Review of RQIA 'a welcome opportunity' for dentistry

Published: 1/7/2019 12:00:00 AM

BDA Northern Ireland has reacted positively to a major review being undertaken of the Regulation and Quality Improvement Authority (RQIA), and the policy and legislation that underpins healthcare regulation by the Department of Health.


Chair of the Northern Ireland Dental Practice Committee, (NIDPC) Richard Graham, and director of the BDA's Northern Ireland office, Tristen Kelso, recently met with officials from the Department of Health's Quality, Regulation, Policy and Legislation Branch, as part of a pre-consultation stakeholder meeting.

A Department of Health discussion paper produced as part of the review acknowledges the existing, 'uniform approach to registration and inspection', developments in regulation policy and existing 'gaps' mean a radical overhaul of the policy and legislation underpinning RQIA is necessary.

Richard Graham, NIDPC chair, commented, "Being classified as 'independent hospitals,' and subject to annual inspections despite being considered 'low risk' (while we see three-yearly inspection periods elsewhere) has perpetuated the feeling among general dental practitioners for some time that the inspection regime is overly onerous, and not fit for purpose.

"We welcome the root-and-branch approach as proposed, not least the acceptance of moving to a 'right-touch' regulatory regime - and the acknowledgement of the issues associated with dental practices being classified as independent hospitals.”

BDA Northern Ireland has been calling for the 2003 Order to be reviewed for some time.

An opportunity to engage with senior Department of Health officials was secured following representations made to the permanent secretary to reduce the frequency of dental inspections.

Following a review of 'Fees and Frequency Regulations' in 2017, a move from annual dental practice inspections to inspections every two-years appears to be in the offing in the short-term, subject to sign-off by the permanent secretary.
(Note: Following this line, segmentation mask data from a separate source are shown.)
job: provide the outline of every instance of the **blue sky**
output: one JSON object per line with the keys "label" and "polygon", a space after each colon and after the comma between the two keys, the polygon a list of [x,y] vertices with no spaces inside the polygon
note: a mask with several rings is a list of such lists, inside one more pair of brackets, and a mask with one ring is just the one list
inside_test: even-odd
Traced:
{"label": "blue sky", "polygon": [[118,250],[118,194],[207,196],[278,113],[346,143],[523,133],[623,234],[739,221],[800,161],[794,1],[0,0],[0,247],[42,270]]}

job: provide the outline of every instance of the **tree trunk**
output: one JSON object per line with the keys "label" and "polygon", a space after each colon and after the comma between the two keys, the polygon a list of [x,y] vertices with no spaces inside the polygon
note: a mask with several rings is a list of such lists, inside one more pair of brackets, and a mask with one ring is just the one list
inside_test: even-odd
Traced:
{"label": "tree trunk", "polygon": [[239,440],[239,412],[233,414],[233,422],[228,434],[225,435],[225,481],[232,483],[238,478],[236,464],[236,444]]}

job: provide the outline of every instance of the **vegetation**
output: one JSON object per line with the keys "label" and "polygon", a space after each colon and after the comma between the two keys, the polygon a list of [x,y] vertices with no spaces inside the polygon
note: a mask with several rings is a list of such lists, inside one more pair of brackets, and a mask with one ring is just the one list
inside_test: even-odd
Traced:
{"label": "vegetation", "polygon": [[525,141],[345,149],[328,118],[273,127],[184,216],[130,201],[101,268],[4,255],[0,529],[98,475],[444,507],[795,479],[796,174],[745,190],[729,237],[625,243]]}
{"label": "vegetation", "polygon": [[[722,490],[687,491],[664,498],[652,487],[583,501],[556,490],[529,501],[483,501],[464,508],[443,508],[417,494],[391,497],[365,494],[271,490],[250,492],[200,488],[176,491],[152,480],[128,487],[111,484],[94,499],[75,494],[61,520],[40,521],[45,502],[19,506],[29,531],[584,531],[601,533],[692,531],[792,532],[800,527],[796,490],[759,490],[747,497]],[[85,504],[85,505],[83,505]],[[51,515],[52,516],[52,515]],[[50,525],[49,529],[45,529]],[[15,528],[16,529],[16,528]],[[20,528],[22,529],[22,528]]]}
An opportunity to look at having this extended even further will be progressed under this latest review, which recognises the range of regulatory tools in improving quality and reducing risk, including professional regulation, quality assurance/reporting processes and use of data.

BDA NI director, Tristen Kelso, added, "While this process is still at an early stage, we welcome the opportunity to engage with the Department of Health in shaping the future of regulatory policy, and the subsequent primary legislation that will follow on behalf of the profession. 

"The stated direction of travel by the Department is extremely encouraging. We intend to input fully into this process to ensure regulatory policy is much more closely aligned with the accepted low-risk nature of dental practices, and where the regulatory burden can be reduced by taking cognisance of regulation in the round.”